Another easier solution would be if I could ask the text file object its real offset in the file. That alone would solve all my problems.

1
Without knowing how the data is delimited there is no way to do this as the binary data values could potentially coincide with utf-8 values.Chad S.
Think about it as an XML file (although its not) where <some_tag_names> indicates that there is switch to binary data. That tag could contain attributes though, and the tags aren't necessarily predefined (the file itself could say some_tag_names is a binary element). The transition to binary is unambiguous but difficult to do since its not like read until a particular character or read n bytes.coderforlife
You can read n bytes..Chad S.
What I meant is I cannot read n bytes and know that is the extent of the text data (which is commonly do for text strings embedded in binary files, they are prefixed with the length in bytes/characters).coderforlife
Why would someone have written an io stream for your arbitrary file format?Chad S.

1 Answers

1
votes

One way might be to use Hachoir to define a file parsing protocol.

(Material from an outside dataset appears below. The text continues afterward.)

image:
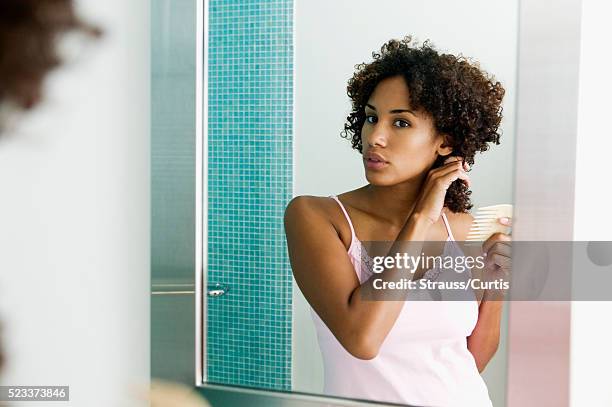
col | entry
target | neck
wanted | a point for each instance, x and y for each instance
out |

The simple alternative is to open the file in binary mode and manually initialise a buffer and text wrapper around it. You can then switch in and out of binary pretty neatly:

my_file = io.open("myfile.txt", "rb")
my_file_buffer = io.BufferedReader(my_file, buffer_size=1) # Not as performant but a larger buffer will "eat" into the binary data 
my_file_text_reader = io.TextIOWrapper(my_file_buffer, encoding="utf-8")
string_buffer = ""

while True:
    while "near the end" not in string_buffer:
        string_buffer += my_file_text_reader.read(1) # read one Unicode char at a time

    # binary data must be next. Where do we get the binary length from?
    print string_buffer
    data = my_file_buffer.read(3)

    print data
    string_buffer = ""

A quicker, less extensible way might be to use the approach you've suggested in your question by intelligently parsing the text portions, reading each UTF-8 sequence of bytes at a time. The following code (from http://rosettacode.org/wiki/Read_a_file_character_by_character/UTF8#Python), seems to be a neat way to conservatively read UTF-8 bytes into characters from a binary file:

 def get_next_character(f):
     # note: assumes valid utf-8
     c = f.read(1)
     while c:
         while True:
             try:
                 yield c.decode('utf-8')
             except UnicodeDecodeError:
                 # we've encountered a multibyte character
                 # read another byte and try again
                 c += f.read(1)
             else:
                 # c was a valid char, and was yielded, continue
                 c = f.read(1)
                 break

# Usage:
with open("input.txt","rb") as f:
    my_unicode_str = ""
    for c in get_next_character(f):
        my_unicode_str += c